Given two orthogonal projections $P,Q$ on a Hilbert space $H$ there exist an orthogonal sum decomposition $H=H_{0,0}\oplus H_{1,0}\oplus H_{0,1}\oplus H_{1,1}\oplus K\oplus K$ having the following properties. $H_{i,j}$ are invariant under $P$ and $Q,$ restriction of $(P,Q)$ onto $H_{i,j}$ is $(i\cdot Id,j\cdot Id),$ and $$P|_{K\oplus K}=\begin{pmatrix}I & 0\\ 0 & 0 \end{pmatrix},\ Q|_{K\oplus K}=\begin{pmatrix}B & (B-B^2)^{1/2}\\ (B-B^2)^{1/2} & I-B \end{pmatrix},$$ where $B$ is a selfadjoint operator on $K$ such that $0<B<I.$ (Strict inequalities mean that $0,1$ are not eigenvalues of $B.$)

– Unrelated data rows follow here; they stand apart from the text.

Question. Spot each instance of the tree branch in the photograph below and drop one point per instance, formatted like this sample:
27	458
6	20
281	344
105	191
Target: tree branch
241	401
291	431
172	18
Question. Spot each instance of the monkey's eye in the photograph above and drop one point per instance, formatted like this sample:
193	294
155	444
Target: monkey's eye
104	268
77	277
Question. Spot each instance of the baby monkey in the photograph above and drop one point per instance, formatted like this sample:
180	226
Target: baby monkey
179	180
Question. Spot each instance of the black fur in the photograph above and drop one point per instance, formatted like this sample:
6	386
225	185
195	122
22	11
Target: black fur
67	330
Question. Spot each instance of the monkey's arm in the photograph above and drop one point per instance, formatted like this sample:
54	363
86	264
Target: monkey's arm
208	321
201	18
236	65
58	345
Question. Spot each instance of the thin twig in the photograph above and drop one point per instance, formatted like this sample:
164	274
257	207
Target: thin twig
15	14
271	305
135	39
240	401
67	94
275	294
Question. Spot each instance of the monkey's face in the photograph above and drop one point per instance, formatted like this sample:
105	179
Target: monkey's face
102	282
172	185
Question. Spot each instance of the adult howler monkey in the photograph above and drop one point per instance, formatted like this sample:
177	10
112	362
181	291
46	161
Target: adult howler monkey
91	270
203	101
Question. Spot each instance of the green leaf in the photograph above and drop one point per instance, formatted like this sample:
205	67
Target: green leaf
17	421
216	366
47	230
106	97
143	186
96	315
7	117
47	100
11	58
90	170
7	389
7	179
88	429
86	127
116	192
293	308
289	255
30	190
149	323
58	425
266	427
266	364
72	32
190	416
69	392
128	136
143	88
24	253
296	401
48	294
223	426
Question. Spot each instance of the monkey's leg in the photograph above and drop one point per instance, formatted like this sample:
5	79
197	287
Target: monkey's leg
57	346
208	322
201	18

The space $S$ is $H_{1,1}.$ Hence $S^\perp=H_{0,0}\oplus H_{1,0}\oplus H_{0,1}\oplus K\oplus K.$ Operator $PQP$ restricted to $S^\perp$ equals to $0\oplus 0\oplus 0\oplus B\oplus 0.$ Since $K$ is finite-dimensional, the strict inequalities $0<B<I$ mean that $\varepsilon I<B<(1-\varepsilon)I$ for some $\varepsilon>0.$ Hence $||PQP|_{S^\perp}||=1-\varepsilon.$